APPELLO DI DRAGHI CONTRO LA DISOCCUPAZIONE, “A CASA I GOVERNANTI INCAPACI” MA MANCA LA SUA RICETTA SUL CHE FARE di Giovanni Miele


Parole così chiare e toni così severi forse non erano stati mai usati dal presidente della BCE Mario Draghi nei confronti dei Governanti e della politica in generale. Dire che  ” gli elettori devono mandare a casa i governi che non sono riusciti ad agire contro la disoccupazione”, significa, nei fatti dismettere l’abito da tecnico, seppure di altissimo livello, e  indossare quello del protagonista politico, che si rivolge direttamente all’elettorato per in dicare un metro di valutazione dell’operato di chi ha la responsabilità della cosa pubblica. Il metro indicato è quello della capacità di contrastare il drammatico fenomeno della disoccupazione, che obbiettivamente rappresenta la priorità assoluta per milioni di famiglie e di giovani sicuramente, ma dire soltanto “mandiamoli a casa” appare piuttosto semplicistico. Oltretutto Draghi ribadisce che “mettere in dubbio lo spirito del contesto di governance fiscale sarebbe autolesionista ed autodistruttivo” e che “i governi devono avere lo spazio di bilancio, e la sostenibilità delle finanze pubbliche non deve essere messa in dubbio”. Dunque, in pratica non si parli di flessibilità e di revisione del fiscal compact e si proceda con le riforme strutturali.

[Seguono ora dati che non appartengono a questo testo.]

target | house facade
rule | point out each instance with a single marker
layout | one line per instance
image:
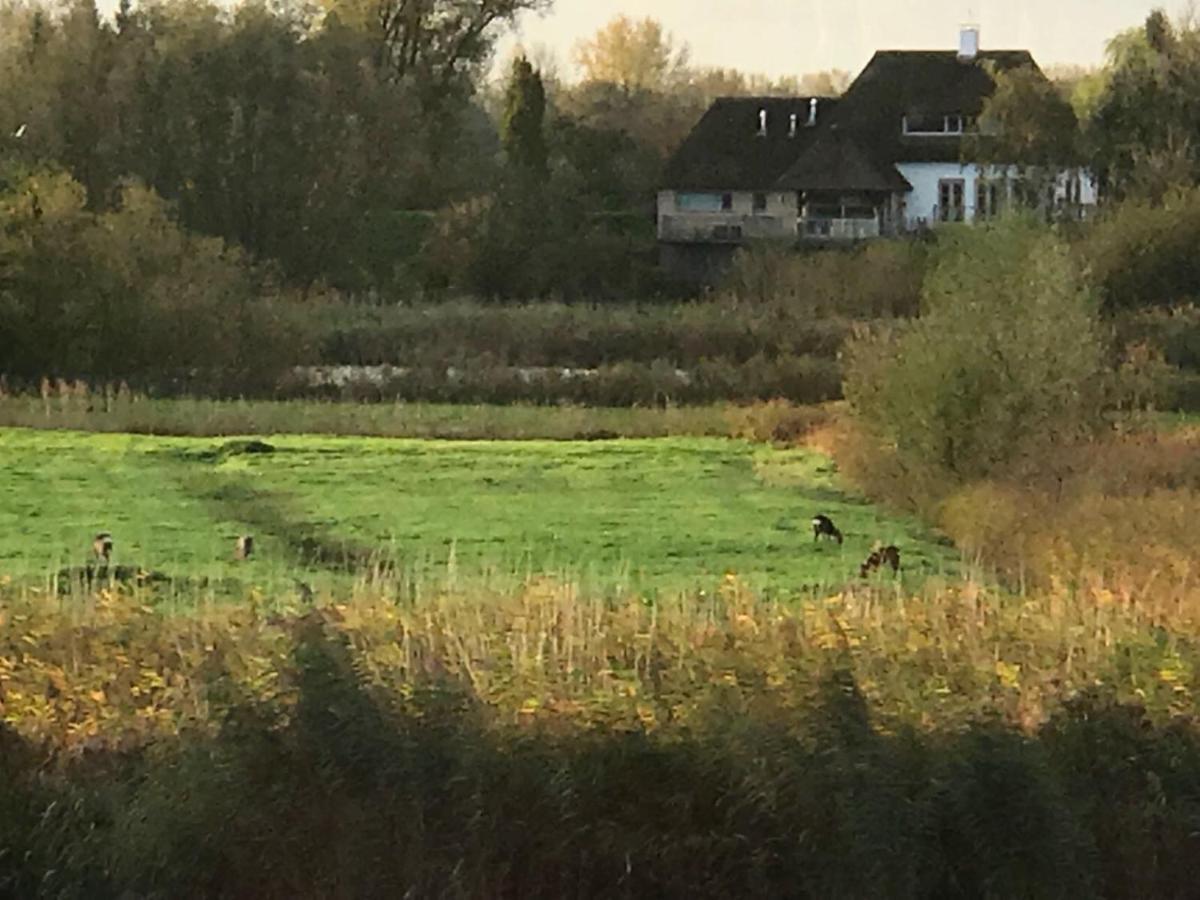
(885, 159)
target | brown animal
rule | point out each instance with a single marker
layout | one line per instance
(825, 526)
(102, 546)
(889, 555)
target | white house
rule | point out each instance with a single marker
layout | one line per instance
(883, 159)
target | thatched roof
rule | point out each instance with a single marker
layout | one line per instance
(857, 138)
(905, 83)
(726, 153)
(835, 162)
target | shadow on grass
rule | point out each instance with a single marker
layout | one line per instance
(229, 497)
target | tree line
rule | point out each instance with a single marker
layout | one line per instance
(322, 141)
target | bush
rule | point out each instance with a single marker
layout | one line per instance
(129, 294)
(1005, 361)
(876, 280)
(1140, 255)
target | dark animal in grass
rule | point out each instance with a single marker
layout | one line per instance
(102, 546)
(823, 526)
(889, 556)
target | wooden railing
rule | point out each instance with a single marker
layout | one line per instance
(839, 229)
(723, 228)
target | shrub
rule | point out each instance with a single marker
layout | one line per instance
(876, 280)
(1006, 359)
(129, 294)
(1141, 255)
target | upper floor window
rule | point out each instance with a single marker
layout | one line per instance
(703, 202)
(936, 124)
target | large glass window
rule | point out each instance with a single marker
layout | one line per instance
(951, 199)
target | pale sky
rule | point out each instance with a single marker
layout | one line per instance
(780, 37)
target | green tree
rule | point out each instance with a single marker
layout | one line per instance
(1005, 361)
(1026, 124)
(634, 55)
(1144, 135)
(522, 129)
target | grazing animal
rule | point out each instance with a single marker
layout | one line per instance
(102, 546)
(823, 526)
(889, 555)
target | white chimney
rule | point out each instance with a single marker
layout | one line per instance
(969, 42)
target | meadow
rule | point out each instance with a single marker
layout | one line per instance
(645, 515)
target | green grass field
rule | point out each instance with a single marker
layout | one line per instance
(670, 514)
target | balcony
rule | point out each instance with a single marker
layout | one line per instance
(724, 228)
(821, 228)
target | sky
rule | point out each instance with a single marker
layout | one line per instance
(781, 37)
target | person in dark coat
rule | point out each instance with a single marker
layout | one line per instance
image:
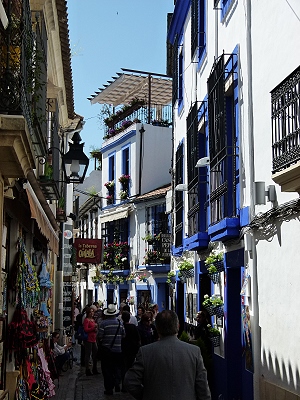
(168, 368)
(130, 343)
(201, 331)
(145, 331)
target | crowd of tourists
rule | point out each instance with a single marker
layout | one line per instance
(120, 340)
(113, 336)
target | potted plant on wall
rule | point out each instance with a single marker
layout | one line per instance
(60, 210)
(131, 277)
(215, 260)
(214, 305)
(171, 279)
(187, 269)
(214, 335)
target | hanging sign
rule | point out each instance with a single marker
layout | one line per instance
(88, 250)
(68, 234)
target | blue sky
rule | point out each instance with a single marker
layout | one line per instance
(105, 36)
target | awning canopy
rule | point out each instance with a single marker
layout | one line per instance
(136, 84)
(41, 218)
(114, 215)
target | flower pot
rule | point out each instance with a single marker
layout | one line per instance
(210, 309)
(219, 311)
(187, 273)
(215, 277)
(215, 340)
(219, 265)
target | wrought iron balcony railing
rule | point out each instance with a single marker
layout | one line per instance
(157, 115)
(285, 100)
(23, 70)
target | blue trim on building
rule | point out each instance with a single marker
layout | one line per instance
(225, 6)
(198, 241)
(245, 216)
(157, 267)
(179, 16)
(176, 251)
(202, 32)
(119, 141)
(227, 228)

“La crescita potenziale – ha affermato- è
troppo bassa per tirare le nostre economie fuori dall’elevata
disoccupazione e anche per consentirci di superare velocemente il
carico di debitolasciato dalla crisi e dal periodo che l’ha preceduta”
. Ma – ha aggiunto- “I governi dell’area euro sanno bene cosa devono
fare. Devono semplicemente attuare le loro specifiche, nazionali
riforme strutturali. E più vigorosamente lo fanno, – ha concluso-  più
credibile diventerà la crescita potenziale e più velocemente tornerà
la fiducia nell’area euro”. Bene quindi la riforma del Jobs Act di
Matteo Renzi, ma no a politiche di investimenti e di detassazione che
portino al superamento dei limiti imposti dai trattati
europei.Fortunatamente il presidente della BCE conferma la politica
monetaria di riduzione dei tassi e parla per il prossimo anno di
possibile riapertura del credito da parte delle banche per famiglie ed
imprese, ma non è chiaro se si tratta di una promessa o di un
auspicio. In sostenza quello di Draghi appare un appello che, da una
parte vuole essere incoraggiamento ed un apprezzamento per il
decisionismo di Renzi e dall’altra deve tenere conto delle posizioni
ancora molto rigide dei rappresentanti della Signora Merkel
all’interno del Consiglio Direttivo della BCE. Dunque, al di là del
richiamo, di vago sapore populista, alla lotta alla disoccupazione,
nei fatti manca quell’impulso decisivo e quella svolta nelle scelte di
politica economica a livello europeo,  di cui ci sarebbe urgente
bisogno,soprattutto in Italia, se non si vuole che si avveri la
profezia del Fondo Monetario Internazionale che prevede per il nostro
Pasese un rapido declino, in assenza di contromisure immediate ed
efficaci. E’ su questo punto, evidentemente , che il Presidente Renzi
gioca il suo torneo politico, consapevole sicuramente, che non è
sufficiente vincere nel suo partito e nel parlamento nazionale e che
la partita decisiva si gioca soprattutto in Europa.